How come an invite tomorrow??..its a Sunday..is it not supposed to be on Monday?


----------



## snarayan (Jun 28, 2013)

kalch99 said:


> How come an invite tomorrow??..its a Sunday..is it not supposed to be on Monday?


Oh true, but considering most of us are behind Australian time, depending on where we are geographically located, we would get it on Sunday


----------



## kalch99 (Nov 23, 2013)

snarayan said:


> Oh true, but considering most of us are behind Australian time, depending on where we are geographically located, we would get it on Sunday


Oh..yeah..do you know the time frame(IST) of when the invitations would start and end?


----------



## jre05 (Feb 16, 2013)

snarayan said:


> A lot of people will end up having high blood pressure by the time we get our PR. The entire process is so tensing.
> 
> All the best for your invite tomorrow.


Perhaps true. However, I am never tensed with regards to timelines. I never even worry in this process, I had been waiting so long. Never fret about timelines as I will not go immediately as soon as I receive the grant. 

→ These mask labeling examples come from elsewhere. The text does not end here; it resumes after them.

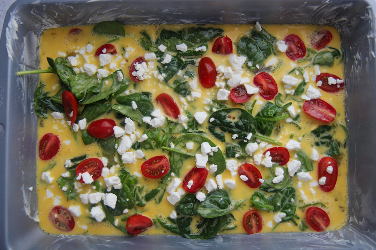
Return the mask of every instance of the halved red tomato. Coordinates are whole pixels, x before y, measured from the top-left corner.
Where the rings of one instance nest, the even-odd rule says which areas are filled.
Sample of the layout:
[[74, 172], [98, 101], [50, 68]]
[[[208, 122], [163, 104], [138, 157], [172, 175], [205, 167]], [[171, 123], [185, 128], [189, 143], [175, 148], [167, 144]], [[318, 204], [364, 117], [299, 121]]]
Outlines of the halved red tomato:
[[284, 40], [288, 47], [286, 51], [286, 55], [288, 57], [296, 61], [305, 56], [306, 49], [300, 37], [293, 34], [286, 36]]
[[[337, 80], [338, 79], [341, 80], [342, 79], [335, 75], [330, 74], [329, 73], [322, 73], [316, 77], [316, 82], [317, 83], [319, 81], [321, 81], [322, 83], [321, 86], [319, 86], [318, 87], [322, 89], [324, 91], [332, 93], [337, 92], [345, 88], [345, 83], [338, 83], [338, 84], [331, 84], [329, 85], [328, 78], [329, 77], [333, 77]], [[340, 87], [338, 87], [339, 85]]]
[[209, 57], [203, 57], [199, 63], [199, 81], [205, 88], [214, 86], [217, 78], [217, 68], [213, 60]]
[[238, 85], [237, 87], [231, 90], [230, 92], [230, 97], [234, 102], [241, 103], [250, 99], [253, 95], [249, 95], [247, 93], [247, 90], [244, 85]]
[[163, 177], [170, 170], [168, 159], [164, 155], [155, 156], [144, 162], [141, 172], [144, 176], [150, 179]]
[[[326, 169], [329, 166], [333, 167], [332, 173], [329, 173]], [[325, 184], [323, 185], [320, 185], [320, 187], [324, 192], [329, 192], [333, 190], [337, 182], [337, 177], [338, 176], [338, 166], [337, 161], [332, 157], [323, 157], [318, 162], [318, 179], [323, 176], [326, 178]]]
[[311, 117], [324, 122], [331, 122], [337, 115], [335, 109], [321, 99], [306, 101], [303, 104], [303, 110]]
[[39, 141], [39, 158], [42, 160], [49, 160], [58, 152], [60, 146], [60, 140], [57, 136], [48, 133]]
[[115, 47], [114, 45], [111, 44], [103, 44], [97, 49], [94, 56], [99, 56], [99, 55], [102, 54], [109, 54], [111, 55], [116, 55], [117, 54], [117, 52], [116, 51], [116, 48], [115, 48]]
[[325, 48], [332, 38], [331, 32], [323, 29], [314, 34], [311, 39], [311, 44], [316, 50], [321, 50]]
[[259, 179], [262, 179], [261, 173], [256, 167], [249, 163], [244, 163], [238, 170], [239, 176], [245, 175], [248, 179], [244, 182], [250, 188], [256, 188], [261, 186]]
[[272, 161], [281, 166], [287, 163], [290, 160], [290, 153], [289, 153], [288, 150], [283, 147], [275, 147], [270, 148], [264, 152], [264, 155], [267, 152], [270, 152]]
[[180, 110], [176, 102], [168, 94], [162, 93], [155, 98], [157, 103], [161, 103], [166, 114], [174, 119], [177, 119], [180, 115]]
[[97, 120], [92, 122], [88, 126], [88, 133], [96, 138], [106, 138], [114, 134], [113, 128], [116, 125], [116, 122], [112, 119]]
[[145, 62], [145, 59], [144, 59], [144, 57], [142, 56], [140, 56], [139, 57], [137, 57], [133, 61], [132, 64], [130, 65], [130, 67], [129, 67], [129, 76], [130, 78], [132, 78], [132, 80], [135, 81], [141, 81], [142, 80], [141, 80], [138, 79], [138, 77], [132, 74], [133, 72], [136, 72], [137, 71], [137, 69], [135, 68], [135, 65], [137, 63], [138, 63], [139, 64], [141, 64]]
[[142, 214], [133, 214], [127, 219], [126, 228], [130, 234], [136, 235], [144, 232], [153, 226], [150, 218]]
[[63, 107], [65, 113], [67, 120], [74, 123], [78, 114], [78, 103], [74, 95], [71, 92], [65, 90], [61, 95], [62, 98]]
[[[182, 187], [184, 190], [191, 193], [198, 191], [205, 185], [205, 182], [208, 176], [208, 170], [205, 168], [198, 168], [196, 166], [188, 172], [183, 179]], [[188, 182], [193, 181], [193, 184], [188, 188]]]
[[214, 42], [212, 51], [216, 54], [232, 54], [232, 41], [227, 36], [218, 37]]
[[307, 209], [306, 220], [309, 226], [317, 232], [324, 232], [330, 224], [326, 212], [316, 206], [311, 206]]
[[261, 231], [262, 229], [262, 217], [260, 212], [254, 209], [246, 213], [243, 217], [243, 227], [250, 234]]
[[260, 90], [260, 96], [265, 100], [271, 100], [278, 93], [277, 83], [266, 72], [261, 72], [255, 77], [253, 84]]
[[[78, 176], [80, 173], [82, 174], [87, 172], [95, 181], [101, 176], [102, 169], [104, 167], [103, 163], [98, 158], [89, 158], [79, 163], [76, 168], [76, 175]], [[82, 178], [79, 181], [80, 182], [84, 183]]]
[[63, 206], [56, 206], [51, 211], [49, 219], [58, 229], [70, 232], [74, 228], [74, 219], [68, 210]]

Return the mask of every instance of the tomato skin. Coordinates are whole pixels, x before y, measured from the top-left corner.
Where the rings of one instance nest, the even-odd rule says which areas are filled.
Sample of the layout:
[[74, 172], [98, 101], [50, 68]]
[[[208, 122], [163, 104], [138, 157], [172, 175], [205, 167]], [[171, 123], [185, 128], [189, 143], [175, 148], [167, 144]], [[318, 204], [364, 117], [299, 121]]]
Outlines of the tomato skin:
[[337, 115], [334, 108], [321, 99], [306, 101], [303, 104], [303, 110], [311, 117], [324, 122], [331, 122]]
[[333, 39], [331, 32], [323, 29], [318, 32], [315, 32], [311, 39], [311, 44], [316, 50], [325, 48]]
[[247, 93], [247, 90], [244, 85], [238, 85], [237, 87], [231, 90], [230, 92], [230, 97], [234, 102], [241, 103], [246, 102], [251, 98], [253, 95], [249, 95]]
[[169, 170], [168, 159], [164, 155], [158, 155], [150, 158], [144, 161], [141, 165], [142, 174], [150, 179], [163, 177]]
[[[193, 194], [198, 191], [205, 185], [208, 176], [208, 170], [205, 168], [199, 169], [196, 166], [191, 169], [183, 179], [182, 187], [188, 193]], [[193, 184], [188, 188], [188, 182], [193, 181]]]
[[89, 134], [96, 138], [104, 139], [114, 134], [113, 128], [116, 123], [112, 119], [100, 119], [92, 122], [88, 126]]
[[60, 146], [60, 140], [53, 134], [47, 133], [39, 141], [39, 158], [50, 160], [56, 155]]
[[[106, 52], [103, 52], [103, 51], [105, 48], [106, 49]], [[99, 55], [102, 54], [109, 54], [111, 55], [116, 55], [117, 54], [117, 52], [116, 51], [116, 48], [114, 45], [111, 44], [103, 44], [97, 49], [94, 56], [99, 56]]]
[[290, 153], [285, 148], [283, 147], [275, 147], [266, 150], [264, 152], [265, 155], [267, 152], [270, 152], [271, 161], [278, 165], [283, 166], [288, 162], [290, 160]]
[[126, 228], [130, 234], [136, 235], [146, 231], [153, 226], [150, 218], [142, 214], [133, 214], [127, 219]]
[[130, 65], [130, 66], [129, 67], [129, 76], [130, 77], [130, 78], [132, 78], [132, 80], [135, 81], [142, 81], [142, 80], [138, 79], [138, 77], [137, 77], [135, 76], [132, 74], [132, 73], [133, 72], [135, 72], [137, 71], [137, 69], [135, 68], [135, 65], [137, 63], [138, 63], [139, 64], [141, 64], [144, 62], [145, 62], [145, 59], [144, 59], [144, 57], [142, 56], [140, 56], [139, 57], [136, 58], [135, 60], [133, 61], [133, 62], [132, 63], [132, 64]]
[[254, 209], [246, 212], [243, 217], [243, 227], [250, 234], [259, 232], [262, 229], [262, 217], [260, 212]]
[[274, 78], [266, 72], [261, 72], [255, 77], [253, 84], [260, 90], [260, 96], [265, 100], [271, 100], [278, 93]]
[[212, 51], [223, 55], [232, 54], [232, 41], [227, 36], [218, 37], [214, 42]]
[[[73, 124], [76, 121], [78, 114], [78, 103], [77, 102], [77, 100], [71, 92], [67, 90], [63, 92], [61, 97], [67, 120], [70, 122], [71, 124]], [[71, 114], [72, 114], [71, 116]]]
[[300, 37], [293, 34], [287, 36], [284, 40], [288, 47], [286, 51], [286, 55], [288, 57], [296, 61], [305, 56], [307, 50]]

Only worry is, I should get grant successfully. 

Thank you for your words, update you all with good news tomorrow 

Best regards,
JR


----------



## jre05 (Feb 16, 2013)

kalch99 said:


> Oh..yeah..do you know the time frame(IST) of when the invitations would start and end?


Due to day and light savings, the difference is 5.30 hours difference (Australia is advanced). Thus, as per IST, the invitation starts at sharp 6.30 PM and ends by max 6.50 PM.

Best regards,
JR


----------